New radiation technology adapts in real time to the tumor's movements during treatment
Previously, radiation technology has been used to monitor movements in the body. In turn the radiation is switched off if it falls outside the acceptable limit. With the new tech, however, the radiation field instead follows the movement of the body and does not need to be switched off. The technology, called Synchrony, was used for the first time during radiation treatment at Skåne University Hospital in early October. Thus far the addition has been successful.
“So far, we have used the new technology for radiotherapy on one of our patients who has prostate cancer. We are continuously evaluating the technology while working to gradually use it more on patients who have tumors located in a complicated spot. The plan is to also use the technology in the treatment of other forms of cancer in the future”, says Per Munck Af Rosenschöld, medical physicist and manager at the Radiotherapy Physics Unit at Skåne University Hospital.
Tumors can move during radiation therapy
Each year, approximately 4,500 patients are treated with radiation therapy at Skåne University Hospital in Lund.

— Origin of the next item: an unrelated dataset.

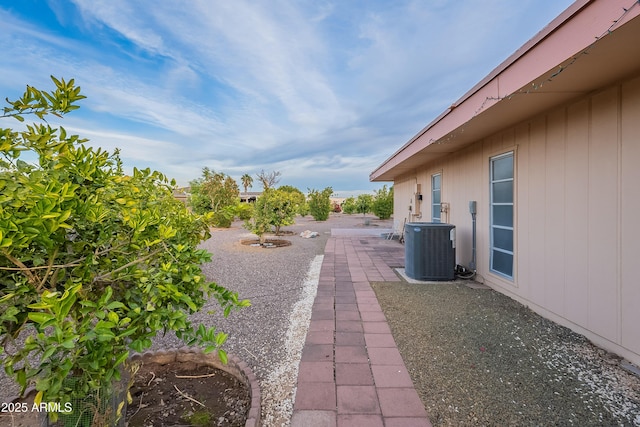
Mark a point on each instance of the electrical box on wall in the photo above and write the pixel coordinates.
(418, 199)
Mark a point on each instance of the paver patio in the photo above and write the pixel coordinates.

Radiation treatment is usually divided into several sessions and patients who are to be treated with radiation undergo computed tomography or magnetic resonance imaging, in accordance with their treatment. At each radiation treatment session, X-ray imaging is carried out to aim the beam at the targeted area of the body. To compensate for the fact that the tumor may move during the treatment, extra margins are added, which means that the radiation field is made larger.
X-ray images in real time
The new technology makes it possible to take X-rays while the radiation treatment is in progress, calculate the position of the tumor and adjust the radiation field to the new position without turning off the radiation. The patient's breathing can also be followed to further obtain a real-time model of how the tumor moves.
According to Petronella Lannerheim, oncology nurse at Skåne University Hospital, this means that certain types of tumors that move during treatment can be irradiated with higher precision than before, thus avoiding that surrounding tissue receives unnecessary radiation during treatment.

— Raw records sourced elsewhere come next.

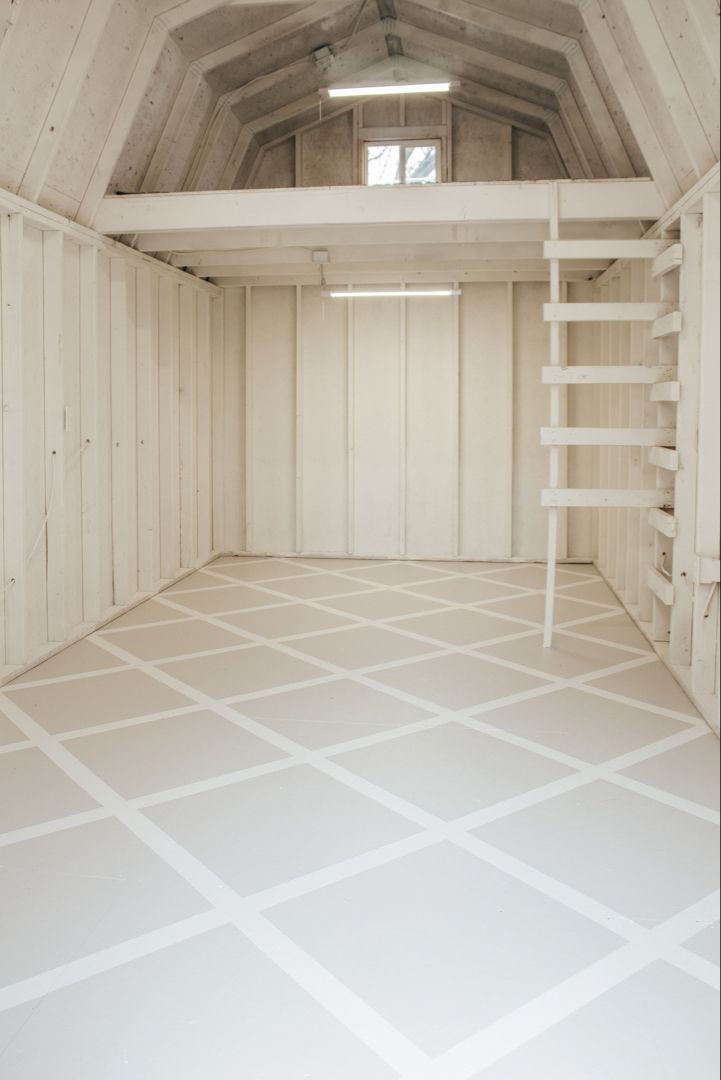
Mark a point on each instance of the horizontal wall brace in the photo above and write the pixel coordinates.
(458, 203)
(663, 458)
(607, 375)
(599, 498)
(708, 571)
(670, 260)
(667, 325)
(662, 588)
(666, 392)
(604, 312)
(613, 250)
(664, 523)
(607, 436)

“We are not there yet, but the technology is being tested, in the long run it means we could reduce the risk of complications that can otherwise occur after radiation treatment, such as intestinal problems. Ultimately, this technology can contribute to improved quality of life for the patient”, Petronella Lannerheim says.
Paradigm shift in radiation technology
Because the radiation has higher precision, the technique is useful primarily on tumors that move while treatment is ongoing, as well as in radiation-sensitive tissue, in the vicinity of the tumor. Examples of this are certain types of prostate cancer, less extensive lung cancer and occasional metastases in the lung.

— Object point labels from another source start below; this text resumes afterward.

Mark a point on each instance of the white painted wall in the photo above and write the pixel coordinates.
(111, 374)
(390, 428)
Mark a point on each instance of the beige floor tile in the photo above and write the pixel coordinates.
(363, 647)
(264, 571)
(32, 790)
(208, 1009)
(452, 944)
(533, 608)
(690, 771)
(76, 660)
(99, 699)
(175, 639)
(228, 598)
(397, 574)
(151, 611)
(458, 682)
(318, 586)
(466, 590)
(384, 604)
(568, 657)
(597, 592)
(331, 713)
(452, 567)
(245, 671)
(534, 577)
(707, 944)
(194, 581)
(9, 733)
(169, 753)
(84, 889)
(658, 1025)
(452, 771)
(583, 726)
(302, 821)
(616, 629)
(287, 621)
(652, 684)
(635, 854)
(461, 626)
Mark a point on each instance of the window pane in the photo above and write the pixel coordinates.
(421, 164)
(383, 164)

“The technology involves a paradigm shift where we take a step from traditional radiation technology with static treatments, to adaptable treatments that are shaped in real time according to the position of the tumor during ongoing treatment. Region Skåne has allocated research funds to further push the development of real-time radiotherapy and to further investigate the precision and possibilities of the technology”, says André Änghede Haraldsson, medical physicist at the Radiotherapy Physics Unit.